Lexical Substitution Framework

Overview

LexSubGen

Lexical Substitution Framework

This repository contains the code to reproduce the results from the paper:

Arefyev Nikolay, Sheludko Boris, Podolskiy Alexander, Panchenko Alexander, "Always Keep your Target in Mind: Studying Semantics and Improving Performance of Neural Lexical Substitution", Proceedings of the 28th International Conference on Computational Linguistics, 2020

Installation

Clone LexSubGen repository from github.com.

git clone https://github.com/Samsung/LexSubGen
cd LexSubGen

Setup anaconda environment

  1. Download and install conda
  2. Create new conda environment
    conda create -n lexsubgen python=3.7.4
  3. Activate conda environment
    conda activate lexsubgen
  4. Install requirements
    pip install -r requirements.txt
  5. Download spacy resources and install context2vec and word_forms from github repositories
    ./init.sh

Setup Web Application

If you do not plan to use the Web Application, skip this section and go to the next!
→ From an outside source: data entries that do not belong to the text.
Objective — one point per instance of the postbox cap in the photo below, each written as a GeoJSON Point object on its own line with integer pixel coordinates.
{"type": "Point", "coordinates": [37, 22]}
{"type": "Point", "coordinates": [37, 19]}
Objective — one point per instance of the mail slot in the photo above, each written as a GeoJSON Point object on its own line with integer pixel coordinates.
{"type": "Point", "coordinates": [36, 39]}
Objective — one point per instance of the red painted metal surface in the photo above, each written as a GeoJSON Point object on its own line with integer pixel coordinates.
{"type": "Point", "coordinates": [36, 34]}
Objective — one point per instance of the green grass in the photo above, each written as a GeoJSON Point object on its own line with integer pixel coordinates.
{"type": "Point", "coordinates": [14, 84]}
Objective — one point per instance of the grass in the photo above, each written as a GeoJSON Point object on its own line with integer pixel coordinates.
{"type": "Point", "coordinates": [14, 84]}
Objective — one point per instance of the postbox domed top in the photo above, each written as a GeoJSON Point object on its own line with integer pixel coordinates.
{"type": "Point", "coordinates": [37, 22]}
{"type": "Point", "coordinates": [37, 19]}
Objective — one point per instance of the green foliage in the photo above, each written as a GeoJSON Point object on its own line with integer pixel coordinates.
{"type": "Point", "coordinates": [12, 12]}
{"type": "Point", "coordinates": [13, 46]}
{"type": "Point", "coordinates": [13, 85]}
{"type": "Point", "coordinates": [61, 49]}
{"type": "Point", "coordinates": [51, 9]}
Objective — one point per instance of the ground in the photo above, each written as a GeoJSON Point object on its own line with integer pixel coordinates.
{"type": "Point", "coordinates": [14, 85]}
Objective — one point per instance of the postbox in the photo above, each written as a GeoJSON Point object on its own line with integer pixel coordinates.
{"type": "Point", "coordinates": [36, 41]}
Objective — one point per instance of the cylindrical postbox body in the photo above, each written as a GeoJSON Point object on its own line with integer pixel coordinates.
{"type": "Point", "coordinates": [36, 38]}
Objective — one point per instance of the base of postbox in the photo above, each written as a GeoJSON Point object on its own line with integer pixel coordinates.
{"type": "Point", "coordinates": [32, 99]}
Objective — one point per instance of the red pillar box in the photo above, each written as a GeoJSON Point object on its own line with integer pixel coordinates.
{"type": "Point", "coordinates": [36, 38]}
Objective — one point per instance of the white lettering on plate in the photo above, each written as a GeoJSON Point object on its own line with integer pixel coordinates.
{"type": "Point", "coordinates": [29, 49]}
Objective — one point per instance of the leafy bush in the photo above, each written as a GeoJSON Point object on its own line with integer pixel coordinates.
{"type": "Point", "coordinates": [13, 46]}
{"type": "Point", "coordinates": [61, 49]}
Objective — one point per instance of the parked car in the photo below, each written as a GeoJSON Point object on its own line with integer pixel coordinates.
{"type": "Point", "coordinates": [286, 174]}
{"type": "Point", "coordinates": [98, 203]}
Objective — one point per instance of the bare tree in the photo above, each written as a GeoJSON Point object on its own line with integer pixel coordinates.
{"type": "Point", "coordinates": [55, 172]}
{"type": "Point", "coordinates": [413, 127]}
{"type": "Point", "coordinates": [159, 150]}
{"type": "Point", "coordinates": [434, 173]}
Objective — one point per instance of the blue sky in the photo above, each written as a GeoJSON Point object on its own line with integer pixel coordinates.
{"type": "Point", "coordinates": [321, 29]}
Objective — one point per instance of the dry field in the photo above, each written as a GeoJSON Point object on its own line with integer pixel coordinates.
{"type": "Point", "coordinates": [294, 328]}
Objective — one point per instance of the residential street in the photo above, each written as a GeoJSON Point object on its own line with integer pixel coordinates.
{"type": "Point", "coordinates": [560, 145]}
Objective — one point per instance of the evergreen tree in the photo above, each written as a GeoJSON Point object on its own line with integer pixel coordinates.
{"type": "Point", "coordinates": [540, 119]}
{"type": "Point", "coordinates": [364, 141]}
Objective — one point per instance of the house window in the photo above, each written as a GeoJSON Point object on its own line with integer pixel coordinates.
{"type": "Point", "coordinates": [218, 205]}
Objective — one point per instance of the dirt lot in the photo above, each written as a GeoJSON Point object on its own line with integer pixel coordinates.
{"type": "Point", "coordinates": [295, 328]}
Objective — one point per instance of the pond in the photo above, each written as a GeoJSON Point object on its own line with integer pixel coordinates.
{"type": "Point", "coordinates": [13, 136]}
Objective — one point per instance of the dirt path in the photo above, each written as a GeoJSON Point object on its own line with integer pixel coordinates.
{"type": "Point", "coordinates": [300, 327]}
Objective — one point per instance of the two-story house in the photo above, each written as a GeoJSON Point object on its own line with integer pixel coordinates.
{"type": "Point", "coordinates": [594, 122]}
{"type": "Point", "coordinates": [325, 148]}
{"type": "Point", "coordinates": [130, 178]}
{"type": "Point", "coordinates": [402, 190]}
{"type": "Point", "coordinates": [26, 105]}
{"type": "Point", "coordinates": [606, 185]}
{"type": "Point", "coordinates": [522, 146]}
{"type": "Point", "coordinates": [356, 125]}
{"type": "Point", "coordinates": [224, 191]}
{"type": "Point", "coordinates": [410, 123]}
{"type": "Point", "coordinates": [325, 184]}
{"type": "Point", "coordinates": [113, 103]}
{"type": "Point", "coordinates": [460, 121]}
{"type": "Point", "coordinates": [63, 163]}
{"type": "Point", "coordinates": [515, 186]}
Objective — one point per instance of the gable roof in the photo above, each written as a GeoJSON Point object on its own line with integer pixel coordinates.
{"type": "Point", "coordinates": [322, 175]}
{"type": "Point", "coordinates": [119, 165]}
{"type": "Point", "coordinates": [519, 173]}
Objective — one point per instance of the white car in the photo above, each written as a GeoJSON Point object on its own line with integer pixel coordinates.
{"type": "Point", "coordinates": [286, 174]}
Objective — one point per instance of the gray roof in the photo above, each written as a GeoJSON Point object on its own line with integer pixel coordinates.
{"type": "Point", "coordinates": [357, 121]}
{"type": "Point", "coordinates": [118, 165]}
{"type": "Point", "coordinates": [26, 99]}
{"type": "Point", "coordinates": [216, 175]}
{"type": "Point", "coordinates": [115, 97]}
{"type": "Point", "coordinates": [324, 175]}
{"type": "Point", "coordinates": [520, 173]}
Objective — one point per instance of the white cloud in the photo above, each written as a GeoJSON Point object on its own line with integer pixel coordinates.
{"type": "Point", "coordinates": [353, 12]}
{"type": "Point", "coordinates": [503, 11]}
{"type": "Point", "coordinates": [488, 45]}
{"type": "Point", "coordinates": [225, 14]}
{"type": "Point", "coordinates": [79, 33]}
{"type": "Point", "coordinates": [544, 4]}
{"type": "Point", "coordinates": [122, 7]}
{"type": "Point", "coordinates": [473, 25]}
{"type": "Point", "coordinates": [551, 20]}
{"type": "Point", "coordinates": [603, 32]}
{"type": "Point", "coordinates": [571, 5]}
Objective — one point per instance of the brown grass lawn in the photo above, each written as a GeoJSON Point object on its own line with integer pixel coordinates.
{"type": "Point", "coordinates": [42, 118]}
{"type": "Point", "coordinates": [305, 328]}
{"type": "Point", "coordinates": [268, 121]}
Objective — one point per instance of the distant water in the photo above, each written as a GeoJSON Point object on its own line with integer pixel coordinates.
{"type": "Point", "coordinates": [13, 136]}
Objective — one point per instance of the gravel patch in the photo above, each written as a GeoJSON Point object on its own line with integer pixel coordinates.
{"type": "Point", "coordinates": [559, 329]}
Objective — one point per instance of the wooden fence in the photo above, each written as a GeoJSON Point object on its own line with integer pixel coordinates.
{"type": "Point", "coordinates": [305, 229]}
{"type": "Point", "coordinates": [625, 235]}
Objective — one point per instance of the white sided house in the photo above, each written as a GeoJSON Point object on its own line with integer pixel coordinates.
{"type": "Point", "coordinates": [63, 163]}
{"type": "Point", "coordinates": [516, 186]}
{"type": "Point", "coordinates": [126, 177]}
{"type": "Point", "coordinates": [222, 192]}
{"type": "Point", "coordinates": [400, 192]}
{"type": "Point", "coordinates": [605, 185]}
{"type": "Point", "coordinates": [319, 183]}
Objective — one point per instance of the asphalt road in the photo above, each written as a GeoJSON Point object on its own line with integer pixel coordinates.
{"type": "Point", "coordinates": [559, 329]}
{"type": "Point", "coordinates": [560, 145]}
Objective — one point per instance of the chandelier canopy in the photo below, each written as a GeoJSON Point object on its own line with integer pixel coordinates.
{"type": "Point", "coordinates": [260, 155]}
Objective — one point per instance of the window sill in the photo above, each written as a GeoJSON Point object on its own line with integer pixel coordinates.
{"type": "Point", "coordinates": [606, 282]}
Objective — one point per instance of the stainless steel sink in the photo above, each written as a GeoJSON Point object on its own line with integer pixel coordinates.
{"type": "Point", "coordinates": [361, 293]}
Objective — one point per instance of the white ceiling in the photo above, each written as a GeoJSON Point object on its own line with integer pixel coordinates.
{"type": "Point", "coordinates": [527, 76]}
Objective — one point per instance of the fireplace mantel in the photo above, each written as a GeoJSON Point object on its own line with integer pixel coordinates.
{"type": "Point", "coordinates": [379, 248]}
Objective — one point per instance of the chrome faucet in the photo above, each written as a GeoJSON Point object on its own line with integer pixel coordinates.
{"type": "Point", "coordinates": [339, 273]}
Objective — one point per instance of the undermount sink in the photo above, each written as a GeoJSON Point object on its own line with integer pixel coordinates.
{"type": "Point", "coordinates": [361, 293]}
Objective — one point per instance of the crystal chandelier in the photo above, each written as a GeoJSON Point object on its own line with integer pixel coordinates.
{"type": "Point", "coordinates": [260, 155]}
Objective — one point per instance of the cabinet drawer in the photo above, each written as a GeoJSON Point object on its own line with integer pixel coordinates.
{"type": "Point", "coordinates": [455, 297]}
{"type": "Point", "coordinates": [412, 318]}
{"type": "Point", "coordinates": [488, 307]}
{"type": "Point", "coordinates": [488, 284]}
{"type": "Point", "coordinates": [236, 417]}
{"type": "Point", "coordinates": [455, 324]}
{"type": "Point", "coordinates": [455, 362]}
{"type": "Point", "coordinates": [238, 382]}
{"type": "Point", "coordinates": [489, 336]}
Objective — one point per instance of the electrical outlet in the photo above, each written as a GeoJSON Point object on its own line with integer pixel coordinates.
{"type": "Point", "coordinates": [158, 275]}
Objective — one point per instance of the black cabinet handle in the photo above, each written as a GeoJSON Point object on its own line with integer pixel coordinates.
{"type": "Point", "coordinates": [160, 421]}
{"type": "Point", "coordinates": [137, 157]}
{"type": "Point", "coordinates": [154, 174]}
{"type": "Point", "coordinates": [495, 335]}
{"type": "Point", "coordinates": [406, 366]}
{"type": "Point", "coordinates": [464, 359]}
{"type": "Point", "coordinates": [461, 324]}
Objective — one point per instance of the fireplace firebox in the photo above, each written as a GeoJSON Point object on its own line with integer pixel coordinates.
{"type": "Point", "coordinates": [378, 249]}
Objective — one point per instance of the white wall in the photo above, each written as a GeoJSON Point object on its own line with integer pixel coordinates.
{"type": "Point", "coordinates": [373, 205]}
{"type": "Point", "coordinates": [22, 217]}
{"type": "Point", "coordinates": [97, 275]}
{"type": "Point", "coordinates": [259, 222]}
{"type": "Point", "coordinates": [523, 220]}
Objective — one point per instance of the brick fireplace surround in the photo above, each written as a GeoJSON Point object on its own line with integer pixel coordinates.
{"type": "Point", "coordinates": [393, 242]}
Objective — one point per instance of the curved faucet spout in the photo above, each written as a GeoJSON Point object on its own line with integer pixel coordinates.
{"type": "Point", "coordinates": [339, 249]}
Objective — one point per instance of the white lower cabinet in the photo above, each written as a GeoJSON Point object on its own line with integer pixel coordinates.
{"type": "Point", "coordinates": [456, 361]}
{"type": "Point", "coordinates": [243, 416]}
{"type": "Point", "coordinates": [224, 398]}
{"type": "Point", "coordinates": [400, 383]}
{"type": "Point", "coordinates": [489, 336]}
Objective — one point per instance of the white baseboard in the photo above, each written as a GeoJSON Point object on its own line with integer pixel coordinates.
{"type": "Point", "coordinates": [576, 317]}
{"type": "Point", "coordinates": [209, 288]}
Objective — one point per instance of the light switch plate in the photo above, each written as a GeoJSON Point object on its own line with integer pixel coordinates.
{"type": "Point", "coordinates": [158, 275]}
  1. Download and install NodeJS and npm.
  2. Run script for install dependencies and create build files.
bash web_app_setup.sh

Install lexsubgen library

python setup.py install

Results

Results of the lexical substitution task are presented in the following table. To reproduce them, follow the instructions above to install the correct dependencies.

Model SemEval COINCO
GAP [email protected] [email protected] [email protected] GAP [email protected] [email protected] [email protected]
OOC 44.65 16.82 12.83 18.36 46.3 19.58 15.03 12.99
C2V 55.82 7.79 5.92 11.03 48.32 8.01 6.63 7.54
C2V+embs 53.39 28.01 21.72 33.52 50.73 29.64 24.0 21.97
ELMo 53.66 11.58 8.55 13.88 49.47 13.58 10.86 11.35
ELMo+embs 54.16 32.0 22.2 31.82 52.22 35.96 26.62 23.8
BERT 54.42 38.39 27.73 39.57 50.5 42.56 32.64 28.73
BERT+embs 53.87 41.64 30.59 43.88 50.85 46.05 35.63 31.67
RoBERTa 56.74 32.25 24.26 36.65 50.82 35.12 27.35 25.41
RoBERTa+embs 58.74 43.19 31.19 44.61 54.6 46.54 36.17 32.1
XLNet 59.12 31.75 22.83 34.95 53.39 38.16 28.58 26.47
XLNet+embs 59.62 49.53 34.9 47.51 55.63 51.5 39.92 35.12

Results reproduction

Here we list XLNet reproduction commands that correspond to the results presented in the table above. Reproduction commands for all models you can find in scripts/lexsub-all-models.sh Besides saving to the 'run-directory' all results are saved using mlflow. To check them you can run mlflow ui in LexSubGen directory and then open the web page in a browser.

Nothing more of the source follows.